All well and good – gave the poor copy editor a bit of headache – but I thought it was all finished. Now, the poor translators are going through exactly the same thing. Jacqueline and her translator are trying different rural Dutch dialects and choosing which sounds best. Professor M who is working on Jack in German, is struggling with the eccentric spelling of the dialect. He emailed to ask what an ‘ersey mistake’ is – (it’s an easy mistake to make…)
It’s a very strange feeling to be taking a week or so off writing (agent Stan has Fred) while knowing that other people are busily working on Mr R. I think they are all in need of some of Curtis’s jitterbug cider.
I love living in Dorset
For the first time in about a decade, I spent New Year’s Eve in London rather than in Dorset. Mr S and I joined friends at Wilton’s Music Hall for a twenties-themed evening of decadence, opera and burlesque, instead of the usual fireside supper at my parents’ cottage.
Mr S and I dancing...
It was very different to last year, when I’d just signed with agent Stan and was about to embark on the edits for ‘Mr R’. Stan was planning on submitting the manuscript in February and we were all hopeful that it would find a home. So much has happened in the past year: from getting an agent, to selling ‘Mr R’ at auction, signing foreign rights deals and meeting so many amazing people involved in the publishing process. And, I can’t quite believe that 2010 is the year that I’m really going have a book published. It still doesn’t feel real.

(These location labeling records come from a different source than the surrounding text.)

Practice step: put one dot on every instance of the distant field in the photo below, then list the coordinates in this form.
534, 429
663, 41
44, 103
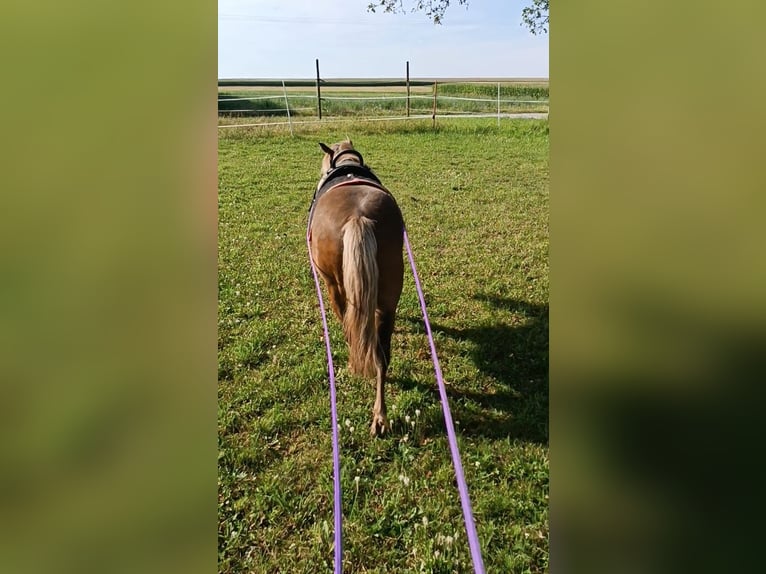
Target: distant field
475, 200
384, 100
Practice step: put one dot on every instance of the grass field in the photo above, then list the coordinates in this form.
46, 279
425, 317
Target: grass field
475, 200
349, 100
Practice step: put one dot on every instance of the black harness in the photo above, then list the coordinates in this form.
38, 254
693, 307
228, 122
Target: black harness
343, 173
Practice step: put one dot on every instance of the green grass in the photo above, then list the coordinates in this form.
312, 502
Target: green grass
475, 201
531, 98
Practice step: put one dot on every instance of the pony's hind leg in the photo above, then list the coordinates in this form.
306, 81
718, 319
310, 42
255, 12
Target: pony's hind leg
385, 322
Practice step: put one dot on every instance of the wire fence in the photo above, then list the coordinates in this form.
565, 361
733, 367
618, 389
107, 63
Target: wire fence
264, 104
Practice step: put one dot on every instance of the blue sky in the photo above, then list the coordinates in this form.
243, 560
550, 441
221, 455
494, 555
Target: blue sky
281, 39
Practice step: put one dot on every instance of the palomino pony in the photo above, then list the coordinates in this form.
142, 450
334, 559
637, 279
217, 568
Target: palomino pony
356, 237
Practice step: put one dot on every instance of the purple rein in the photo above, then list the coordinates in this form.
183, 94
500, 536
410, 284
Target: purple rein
465, 501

Thank you for reading this blog and for your lovely comments, and I wish you all the very best for a wonderful 2010!
Mr S and I have been in London this week. It’s always hard to find the writing groove in London. There is one desk in the flat. It’s sloped. Like, if one placed one’s macbook on said desk, it would slide off and crash onto the floor. There is a table. With one comfy chair. I got the table and comfy chair on Monday. By Tuesday Mr S claimed his back was sore and stole back comfy chair, while I harrumphed around the flat, seeking out spots to write. Tried the sofa. Rubbish. Tried my dad’s old leather chair. Rubbish. Sat outside. Neighbour’s dog, yap-yapped. Sat on the bed in the basement. Rubbish.
Yesterday saw agent Stan who was in London on ‘business’ involving the Celtic/ Arsenal match. He was in the company of his teenage son, and so was marginally better behaved. And I do mean marginally. I don’t think I’ve ever had a meeting with Stan which did not involve the pub and several pints of Guinness/ G and Ts. Also, probably not a coincidence that both Mr S and I started the day very stuck. We cursed Stan, considered phoning him to shout and berate him, until we remembered that his phone was ‘broken’ (dropped in one pint of Guinness too many) and no longer receives calls. So, we bowed to that time honoured writer’s custom: we had a good fight and then went out for lunch time margaritas.

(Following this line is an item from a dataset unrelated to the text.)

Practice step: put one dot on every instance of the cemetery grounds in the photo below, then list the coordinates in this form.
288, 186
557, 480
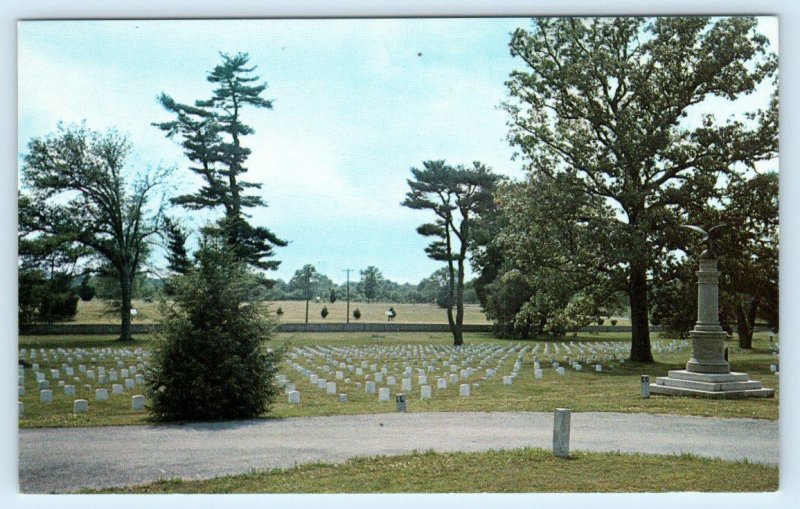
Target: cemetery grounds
334, 374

This did seem to fix things. In the afternoon, Mr S and I have both been writing scenes containing a kiss. His is funnier. We went for coffee and compared kissing notes. It was rather fun. We sat in Latana drinking flat whites and chatting about our characters’ kisses. It was like being back at school and gossiping about the other kids…
Barbecue summer? Hurrumph.
Mr S and I woke to sunshine streaming through the windows, and we skipped down to breakfast full of writerly joys. Now, I understand that some people believe it takes a spell of bad weather to actually make writers sit down to work – and since I am an arch-procrastinator, you would be forgiven for believing this to be the case with me. Even agent Stan seems to think so. He called last week, full of glee at the bad weather, I could hear him rubbing his hands together Fagin-like. ‘I love the rain,’ he says, ‘it drives all my writers inside. I can see them all shut in their houses working.’ He didn’t then do an evil laugh, but he should have done.
When I write, I need to pace. Our cottage is very small and only a hobbit could pace without banging his noggin on the ceiling. So, I like to pace in the garden, and in the fields. Otherwise known as ‘going for a walk’. Well, this morning, Mr S and I happily embarked on our perambulation in perfect sunshine, thinking ‘at last the met office’s bbq summer.’ It was charming. The birds chirped. The corn swayed. We chattered through plot points, neither really listening to the other but we were very happy.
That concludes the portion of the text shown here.